Лелюкову трудно повиновались его пальцы раненой руки, и он долго не мог зажечь спичку. Я помог ему прикурить, и он сидел, окутанный клубом дыма, с благодарной, дружелюбной улыбкой.
За дверями в кухне слышался бубнящий голос Василя, голос Софьи Олимпиевны, еще какие-то женские голоса, резкая отповедь Коли. Потом все затихло и слышался только гул в плите.
Мы с Лелюковым сидим и обсуждаем вопрос о постепенной передаче партизан в армию, о сборе и сдаче оружия и трофеев. В конце беседы, когда дела окончены, он говорит мне:
– Стронский в Солхате.
– А чего же ты молчишь? Мне очень, очень нужен товарищ Стронский… Знаешь, сколько у меня накопилось к нему вопросов?
– Вот и поговоришь с ним. Время-то есть, – сказал Лелюков, – отец пошел к нему в гости. Тебя ждут через… два часа. Раньше не ходи: Стронский должен передать тебе твои документы, ордена, партбилет. Ты-то к нам с одним паролем пожаловал.
– А где остановился Стронский?
– Тебя проведет Борис. А пока иди да посиди на кухне, узнай, как там Василь. Ты знаешь, я его все же полюбил, как сына.

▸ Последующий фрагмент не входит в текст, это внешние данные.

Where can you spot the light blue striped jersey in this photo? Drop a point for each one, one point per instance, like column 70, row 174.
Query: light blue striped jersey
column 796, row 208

На кухне кипели и варились в больших кастрюлях рубленые куры, помидоры, лук, сало, что в подобной щедрой комбинации носило в устах поварихи роскошное название «чахохбили».
Софья Олимпиевна, болезненная, толстая, рыхлая женщина, с седыми волосами, убранными под чепчик, и с широкими юбками, отчего она казалась еще толще, убивалась горем при виде худобы молодых ребят и наблюдая их неприятности… И сейчас она слышала через дверь то, что происходило в комнате у Лелюкова, слышала всхлипывания и пьяные признания Василя и дождалась, пока его вывели на кухню.
Василь сидел у стола, подперев голову руками, а Софья Олимпиевна хлопотала возле него. Она убрала со стола накрошенную меленько морковку, вытерла из-под локтей Василя мокрое своим фартуком и, быстро зачерпнув с чисто крестьянской ловкостью чахохбили понаваристей, с помидорчиками поверху, поставила миску перед Василем.